Research And Implemention On Detection Engine For WWW Server Protection System

With the widely application of web technology and the degradation of network security environment, security problems of website have become increasingly prominent, and WWW server protection technology is of growing importance. Intrusion Detection Technology, a proactive security protection technology, provides real-time protection to internal and external attacks and misuse. It could respond to intercept before the invasion works. Thus Intrusion Detection Technology is widely used in the protection of the WWW servers. Construction of WWW server protection system based on intrusion detection technology has become one of the most important technologies to keep WWW server work normaly, and detection module is one of the key technologies in the protection system.This thesis researches and implements a detection engine of WWW server protection system base on open-source Intrusion Detection System (IDS)—Snort. First, this paper outlines the web security issues and status of common WWW server defense technologies, presents the significance of WWW server protection system research.
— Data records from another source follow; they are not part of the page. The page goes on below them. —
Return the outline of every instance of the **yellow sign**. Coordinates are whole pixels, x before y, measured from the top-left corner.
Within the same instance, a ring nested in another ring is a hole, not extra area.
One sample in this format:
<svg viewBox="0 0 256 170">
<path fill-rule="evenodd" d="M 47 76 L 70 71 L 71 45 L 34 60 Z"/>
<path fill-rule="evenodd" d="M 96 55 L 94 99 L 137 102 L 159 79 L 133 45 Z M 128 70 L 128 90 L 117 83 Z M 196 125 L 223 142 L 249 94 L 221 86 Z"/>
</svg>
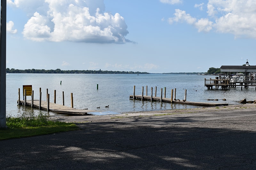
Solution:
<svg viewBox="0 0 256 170">
<path fill-rule="evenodd" d="M 25 89 L 26 96 L 32 95 L 32 85 L 23 85 L 23 96 L 25 95 Z"/>
</svg>

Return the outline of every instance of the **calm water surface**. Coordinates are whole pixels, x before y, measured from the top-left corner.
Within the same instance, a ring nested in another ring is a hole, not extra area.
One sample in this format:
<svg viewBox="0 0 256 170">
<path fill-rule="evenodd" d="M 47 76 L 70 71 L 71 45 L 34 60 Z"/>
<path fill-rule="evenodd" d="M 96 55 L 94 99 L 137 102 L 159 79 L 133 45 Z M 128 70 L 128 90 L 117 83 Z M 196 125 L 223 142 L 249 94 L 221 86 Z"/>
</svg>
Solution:
<svg viewBox="0 0 256 170">
<path fill-rule="evenodd" d="M 16 115 L 24 113 L 37 114 L 37 109 L 17 106 L 18 89 L 22 93 L 22 85 L 32 85 L 34 98 L 39 99 L 39 89 L 42 88 L 42 100 L 46 100 L 46 89 L 50 94 L 50 101 L 53 102 L 54 90 L 56 90 L 57 103 L 62 104 L 62 92 L 64 92 L 65 105 L 71 106 L 70 93 L 73 93 L 74 107 L 88 108 L 101 111 L 117 112 L 151 111 L 195 108 L 197 107 L 180 104 L 171 104 L 159 102 L 150 102 L 129 99 L 133 94 L 135 85 L 135 94 L 141 95 L 142 87 L 148 86 L 148 95 L 153 87 L 157 87 L 156 95 L 161 95 L 161 88 L 166 88 L 166 97 L 171 98 L 172 89 L 176 89 L 176 99 L 184 99 L 185 90 L 187 90 L 187 100 L 191 101 L 226 103 L 229 105 L 238 104 L 237 101 L 245 98 L 247 100 L 256 99 L 255 87 L 230 88 L 226 90 L 219 89 L 208 90 L 204 86 L 204 78 L 215 78 L 215 76 L 189 75 L 167 74 L 9 74 L 6 76 L 7 115 Z M 60 81 L 61 84 L 60 85 Z M 97 90 L 97 84 L 99 89 Z M 223 101 L 221 99 L 227 99 Z M 218 99 L 218 101 L 208 101 L 207 99 Z M 30 97 L 28 99 L 30 100 Z M 105 106 L 109 105 L 109 108 Z M 50 113 L 50 115 L 55 115 Z"/>
</svg>

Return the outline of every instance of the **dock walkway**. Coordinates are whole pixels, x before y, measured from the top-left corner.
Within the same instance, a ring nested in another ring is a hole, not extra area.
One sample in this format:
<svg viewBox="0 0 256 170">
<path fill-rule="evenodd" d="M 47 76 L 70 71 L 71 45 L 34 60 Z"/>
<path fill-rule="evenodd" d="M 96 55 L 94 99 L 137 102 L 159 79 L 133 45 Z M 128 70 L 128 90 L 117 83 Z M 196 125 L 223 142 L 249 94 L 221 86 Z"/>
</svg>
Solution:
<svg viewBox="0 0 256 170">
<path fill-rule="evenodd" d="M 141 95 L 135 95 L 135 98 L 136 99 L 141 100 Z M 130 95 L 130 99 L 133 98 L 133 95 Z M 151 100 L 151 96 L 143 96 L 143 100 L 145 99 Z M 152 100 L 156 101 L 161 101 L 161 98 L 160 97 L 152 97 Z M 196 106 L 228 106 L 228 103 L 216 103 L 210 102 L 194 102 L 188 101 L 179 101 L 178 100 L 173 100 L 172 101 L 171 99 L 164 98 L 162 98 L 162 101 L 184 105 L 194 105 Z"/>
<path fill-rule="evenodd" d="M 20 100 L 20 103 L 24 104 L 25 101 Z M 27 100 L 26 105 L 31 106 L 31 100 Z M 33 107 L 39 108 L 39 100 L 34 100 Z M 47 110 L 47 102 L 42 100 L 41 101 L 41 108 L 42 110 Z M 71 115 L 91 115 L 88 114 L 89 112 L 99 112 L 98 110 L 89 110 L 87 109 L 77 109 L 70 107 L 65 106 L 59 104 L 49 102 L 49 111 L 56 113 L 65 114 Z"/>
</svg>

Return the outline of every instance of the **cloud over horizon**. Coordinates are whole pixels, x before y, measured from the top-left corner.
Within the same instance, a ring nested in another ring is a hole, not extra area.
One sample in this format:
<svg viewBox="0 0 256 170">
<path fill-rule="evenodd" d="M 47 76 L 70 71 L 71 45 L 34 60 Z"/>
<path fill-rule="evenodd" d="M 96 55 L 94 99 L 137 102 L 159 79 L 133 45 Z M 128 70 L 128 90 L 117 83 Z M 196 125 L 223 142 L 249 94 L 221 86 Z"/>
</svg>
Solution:
<svg viewBox="0 0 256 170">
<path fill-rule="evenodd" d="M 124 43 L 129 33 L 119 13 L 104 12 L 103 0 L 7 0 L 30 18 L 22 33 L 33 41 Z"/>
<path fill-rule="evenodd" d="M 185 11 L 176 9 L 174 17 L 169 18 L 169 23 L 184 22 L 199 32 L 214 30 L 232 34 L 235 38 L 256 39 L 256 1 L 209 0 L 207 4 L 196 4 L 194 7 L 202 11 L 207 8 L 205 11 L 208 17 L 197 18 Z"/>
<path fill-rule="evenodd" d="M 13 29 L 14 26 L 13 22 L 10 21 L 6 23 L 6 30 L 7 33 L 14 34 L 17 33 L 18 31 L 17 29 Z"/>
</svg>

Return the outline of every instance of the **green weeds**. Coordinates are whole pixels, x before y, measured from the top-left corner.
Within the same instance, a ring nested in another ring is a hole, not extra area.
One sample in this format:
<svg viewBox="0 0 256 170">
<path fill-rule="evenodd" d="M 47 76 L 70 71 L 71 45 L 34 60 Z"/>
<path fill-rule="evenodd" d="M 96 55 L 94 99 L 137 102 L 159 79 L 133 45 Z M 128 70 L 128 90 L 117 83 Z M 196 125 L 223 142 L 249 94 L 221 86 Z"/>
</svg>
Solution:
<svg viewBox="0 0 256 170">
<path fill-rule="evenodd" d="M 72 123 L 66 123 L 49 119 L 46 114 L 37 116 L 24 115 L 6 117 L 7 128 L 0 129 L 0 140 L 52 134 L 74 130 L 78 127 Z"/>
</svg>

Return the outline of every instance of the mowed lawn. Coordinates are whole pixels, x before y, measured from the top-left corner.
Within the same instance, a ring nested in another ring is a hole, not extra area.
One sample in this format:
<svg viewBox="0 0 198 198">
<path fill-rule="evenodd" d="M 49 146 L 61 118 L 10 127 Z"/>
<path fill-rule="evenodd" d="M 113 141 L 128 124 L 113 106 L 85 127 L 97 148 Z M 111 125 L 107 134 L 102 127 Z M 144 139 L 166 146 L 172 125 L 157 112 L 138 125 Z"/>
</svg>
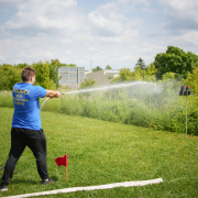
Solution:
<svg viewBox="0 0 198 198">
<path fill-rule="evenodd" d="M 12 108 L 0 108 L 0 166 L 10 150 Z M 47 139 L 48 174 L 56 183 L 42 186 L 32 152 L 19 160 L 9 190 L 0 197 L 70 187 L 163 178 L 142 187 L 78 191 L 42 197 L 198 197 L 198 136 L 42 111 Z M 65 167 L 55 158 L 67 154 Z M 0 177 L 3 170 L 0 170 Z"/>
</svg>

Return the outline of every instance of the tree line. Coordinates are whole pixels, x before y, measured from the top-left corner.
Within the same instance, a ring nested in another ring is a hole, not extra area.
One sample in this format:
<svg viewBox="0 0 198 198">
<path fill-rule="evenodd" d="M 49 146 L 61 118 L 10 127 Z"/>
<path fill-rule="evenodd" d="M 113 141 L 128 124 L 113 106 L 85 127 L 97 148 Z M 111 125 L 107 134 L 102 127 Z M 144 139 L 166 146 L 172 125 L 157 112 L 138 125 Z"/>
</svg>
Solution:
<svg viewBox="0 0 198 198">
<path fill-rule="evenodd" d="M 58 68 L 61 66 L 76 66 L 75 64 L 63 64 L 58 59 L 51 62 L 38 62 L 32 65 L 19 64 L 0 66 L 0 90 L 11 90 L 15 82 L 21 81 L 21 72 L 25 66 L 33 67 L 36 72 L 36 82 L 46 89 L 55 89 L 59 87 Z M 98 66 L 92 70 L 100 70 Z M 107 65 L 106 69 L 111 69 Z M 165 53 L 156 54 L 155 61 L 145 65 L 140 57 L 134 70 L 130 68 L 121 68 L 120 76 L 114 78 L 112 82 L 131 81 L 131 80 L 177 80 L 180 84 L 190 86 L 194 94 L 198 94 L 198 56 L 191 52 L 184 52 L 175 46 L 167 46 Z M 89 80 L 82 82 L 80 87 L 92 86 L 96 81 Z"/>
<path fill-rule="evenodd" d="M 134 70 L 122 68 L 120 76 L 112 82 L 131 80 L 177 80 L 180 85 L 188 85 L 194 94 L 198 94 L 198 55 L 184 52 L 175 46 L 167 46 L 165 53 L 156 54 L 155 61 L 145 66 L 140 57 Z"/>
<path fill-rule="evenodd" d="M 62 66 L 76 66 L 75 64 L 63 64 L 58 59 L 51 62 L 38 62 L 32 65 L 19 64 L 0 66 L 0 90 L 12 90 L 14 84 L 21 81 L 21 72 L 24 67 L 32 67 L 36 72 L 35 85 L 40 85 L 46 89 L 56 89 L 59 87 L 58 68 Z"/>
</svg>

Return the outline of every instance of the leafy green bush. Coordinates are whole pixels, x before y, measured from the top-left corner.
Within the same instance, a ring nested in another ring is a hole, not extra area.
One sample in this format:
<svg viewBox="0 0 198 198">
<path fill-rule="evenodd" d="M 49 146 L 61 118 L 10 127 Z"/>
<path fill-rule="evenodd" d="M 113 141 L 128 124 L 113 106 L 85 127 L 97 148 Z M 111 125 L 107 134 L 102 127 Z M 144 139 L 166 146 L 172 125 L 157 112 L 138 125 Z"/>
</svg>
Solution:
<svg viewBox="0 0 198 198">
<path fill-rule="evenodd" d="M 141 85 L 113 90 L 68 92 L 58 99 L 48 100 L 43 110 L 185 133 L 187 105 L 188 133 L 198 135 L 196 96 L 179 96 L 179 85 L 173 81 L 162 81 L 157 86 L 151 82 L 145 84 L 145 87 Z M 156 91 L 156 88 L 161 88 L 161 91 Z M 2 96 L 0 106 L 12 107 L 11 99 L 4 102 Z M 41 99 L 41 103 L 43 101 Z"/>
</svg>

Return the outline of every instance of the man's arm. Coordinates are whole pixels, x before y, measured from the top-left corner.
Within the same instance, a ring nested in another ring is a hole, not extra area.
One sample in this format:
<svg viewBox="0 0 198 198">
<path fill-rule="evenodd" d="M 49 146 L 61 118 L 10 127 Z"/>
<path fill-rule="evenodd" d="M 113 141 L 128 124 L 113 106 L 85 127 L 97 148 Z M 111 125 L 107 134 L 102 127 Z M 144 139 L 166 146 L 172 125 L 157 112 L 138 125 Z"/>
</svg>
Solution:
<svg viewBox="0 0 198 198">
<path fill-rule="evenodd" d="M 48 97 L 48 98 L 58 98 L 61 97 L 61 92 L 59 91 L 53 91 L 53 90 L 46 90 L 46 95 L 45 97 Z"/>
</svg>

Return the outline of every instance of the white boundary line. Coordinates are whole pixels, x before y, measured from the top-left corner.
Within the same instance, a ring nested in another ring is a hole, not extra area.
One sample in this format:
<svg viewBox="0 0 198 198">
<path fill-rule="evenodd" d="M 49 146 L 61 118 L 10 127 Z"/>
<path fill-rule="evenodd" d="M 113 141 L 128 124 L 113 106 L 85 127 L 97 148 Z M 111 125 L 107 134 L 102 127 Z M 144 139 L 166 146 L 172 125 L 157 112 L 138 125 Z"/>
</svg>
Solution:
<svg viewBox="0 0 198 198">
<path fill-rule="evenodd" d="M 24 197 L 37 197 L 44 195 L 55 195 L 55 194 L 67 194 L 67 193 L 75 193 L 75 191 L 88 191 L 88 190 L 96 190 L 96 189 L 110 189 L 117 187 L 132 187 L 132 186 L 145 186 L 151 184 L 158 184 L 163 183 L 162 178 L 156 178 L 152 180 L 140 180 L 140 182 L 124 182 L 124 183 L 114 183 L 114 184 L 107 184 L 100 186 L 87 186 L 87 187 L 73 187 L 73 188 L 64 188 L 57 190 L 50 190 L 50 191 L 41 191 L 35 194 L 24 194 L 18 196 L 10 196 L 10 197 L 2 197 L 2 198 L 24 198 Z"/>
</svg>

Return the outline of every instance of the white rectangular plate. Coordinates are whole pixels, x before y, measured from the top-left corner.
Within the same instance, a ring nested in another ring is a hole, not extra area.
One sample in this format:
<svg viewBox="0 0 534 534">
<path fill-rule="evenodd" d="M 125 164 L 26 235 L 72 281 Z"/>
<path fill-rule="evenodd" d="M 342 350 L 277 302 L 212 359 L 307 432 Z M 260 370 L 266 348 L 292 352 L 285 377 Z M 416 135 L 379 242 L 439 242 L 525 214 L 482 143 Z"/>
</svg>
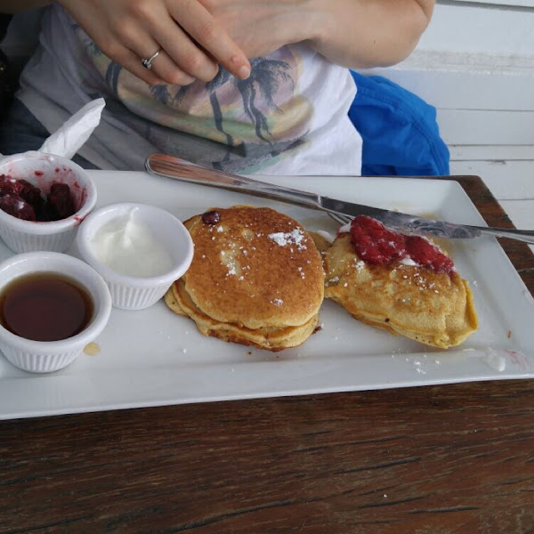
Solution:
<svg viewBox="0 0 534 534">
<path fill-rule="evenodd" d="M 212 206 L 270 206 L 309 230 L 335 232 L 324 214 L 143 173 L 93 171 L 99 206 L 146 202 L 180 219 Z M 456 222 L 484 224 L 454 182 L 405 178 L 268 178 L 275 183 Z M 492 238 L 448 244 L 473 287 L 480 329 L 440 351 L 360 324 L 325 302 L 322 330 L 302 346 L 271 353 L 202 336 L 163 302 L 113 310 L 83 354 L 49 375 L 19 370 L 0 356 L 0 418 L 534 376 L 534 300 Z M 73 248 L 72 254 L 76 255 Z M 0 244 L 0 260 L 12 255 Z"/>
</svg>

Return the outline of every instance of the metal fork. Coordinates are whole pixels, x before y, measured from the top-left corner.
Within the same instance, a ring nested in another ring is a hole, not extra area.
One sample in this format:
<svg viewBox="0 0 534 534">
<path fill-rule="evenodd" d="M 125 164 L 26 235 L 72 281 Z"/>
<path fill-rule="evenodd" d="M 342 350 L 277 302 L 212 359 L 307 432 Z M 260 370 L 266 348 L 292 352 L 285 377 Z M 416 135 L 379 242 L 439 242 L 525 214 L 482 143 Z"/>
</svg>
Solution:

Then, analyzes the structure and principles of open source system Snort and intrusion detection technologies, describes the wide use of intrusion detection technology in web server protection and inadequates of Snort system.Then, according to the fact that most of intrusion dection systems used in web server protection are based on misuse detection technology of which the efficiency of matching algorithm has a critical impact on the the engine's efficiency, string matching algorithms are researched. Improved BM and KR algorithms are introduced, implemented and tested. And then, the design and implementation of the detection engine are presented, rules analysis, the protocol analysis and the rules matching are described in detail. According to the fact that the intrution datas received by www server in a certain time have some common characteristics, dynamic index adjustment technology is applied here to accelerate rules matching. Following, against SQL injection attacks have serious threat on the WWW server, SQL attack technology is analysed, and rules are defined accordingly. Finally, the test of the detection engine for WWW server protection system is done, and the testing conclusions are given.